Strategic Weapons Facility Pacific (SWFPAC) Celebrates its 50 Year Anniversary

Bangor

patchThe land for the Bangor base, 7,000 acres on the East side of the Hood Canal and approximately 500-600 acres directly across the Canal on the Toandos Peninsula, was purchased from local landowners beginning in 1941, and completed by 1944. In 1943 the Marginal Pier had been built to handle the loading of ammunition on Navy transport ships headed for the Pacific Theater during WWII.

In those early days the base was commissioned as Naval Ammunition Depot, Bangor “Bangor” was the name of the small community where the acreage was located, which, in turn was named after Bangor, Maine due to their geographical similarities (mountains, evergreen trees, inland waters and artesian wellwater).

Ammunition handling was Bangor’s chief mission all through WWII, the Korean Conflict, and the Vietnam era.

Commissioned as POLARIS Missile Facility Pacific (POMFPAC) in 1964, the POLARIS A3 missile facility was in full production and providing the Fleet with high-quality missiles by December of that year. The “jewel” of Strategic Systems Programs’ (SSP’s) Fleet Ballistic Missile ( FBM) program for the Pacific was recommissioned Strategic Weapons Facility Pacific (SWFPAC) in July 1974. Along with the command name change, came a new mission: SWFPAC would become the missile production facility for the new generation FBM deterrent weapons—the TRIDENT I (C4) missile. By August 1980, SWFPAC was approved as a TRIDENT-capable facility and production of the new missile began. The first of 8 TRIDENT submarines assigned to protect American soil and interests in the Pacific, USS OHIO, arrived in August 1982, becoming the first of the Pacific TRIDENT Submarine Fleet.

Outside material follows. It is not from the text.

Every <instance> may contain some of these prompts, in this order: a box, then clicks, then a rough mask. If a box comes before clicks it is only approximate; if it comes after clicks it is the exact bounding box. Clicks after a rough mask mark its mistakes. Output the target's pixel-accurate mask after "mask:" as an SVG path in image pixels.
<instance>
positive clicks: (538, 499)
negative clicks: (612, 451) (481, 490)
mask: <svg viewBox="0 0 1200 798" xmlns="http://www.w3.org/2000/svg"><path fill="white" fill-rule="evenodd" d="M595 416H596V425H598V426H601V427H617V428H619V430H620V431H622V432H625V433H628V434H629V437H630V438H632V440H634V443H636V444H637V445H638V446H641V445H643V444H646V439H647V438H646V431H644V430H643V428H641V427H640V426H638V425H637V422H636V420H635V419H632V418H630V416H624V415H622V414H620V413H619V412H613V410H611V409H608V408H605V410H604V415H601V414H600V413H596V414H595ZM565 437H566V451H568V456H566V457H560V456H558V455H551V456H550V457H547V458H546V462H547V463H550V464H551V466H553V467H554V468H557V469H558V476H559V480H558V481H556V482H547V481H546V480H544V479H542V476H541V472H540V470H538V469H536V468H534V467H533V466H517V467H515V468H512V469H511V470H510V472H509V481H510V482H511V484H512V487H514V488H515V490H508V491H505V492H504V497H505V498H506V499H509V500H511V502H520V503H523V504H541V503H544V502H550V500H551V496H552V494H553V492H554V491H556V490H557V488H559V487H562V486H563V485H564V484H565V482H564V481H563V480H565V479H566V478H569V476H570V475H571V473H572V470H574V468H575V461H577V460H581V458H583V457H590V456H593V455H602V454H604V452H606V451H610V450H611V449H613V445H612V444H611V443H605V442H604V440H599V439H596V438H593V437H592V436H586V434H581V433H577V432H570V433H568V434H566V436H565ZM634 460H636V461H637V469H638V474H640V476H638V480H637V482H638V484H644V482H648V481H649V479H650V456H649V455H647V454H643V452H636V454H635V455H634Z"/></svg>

In February 1977 Naval Ammunition Depot stood down and the base was commissioned as Naval Submarine Base, Bangor. In August of 1982 the first Trident submarine, USS Ohio, arrived at the Delta Refit Pier on the Bangor waterfront. It was followed thereafter about every 10 months with the arrival of seven more Trident submarines, for a total of eight boats. Ten more Tridents were built, each of them going to Kings Bay.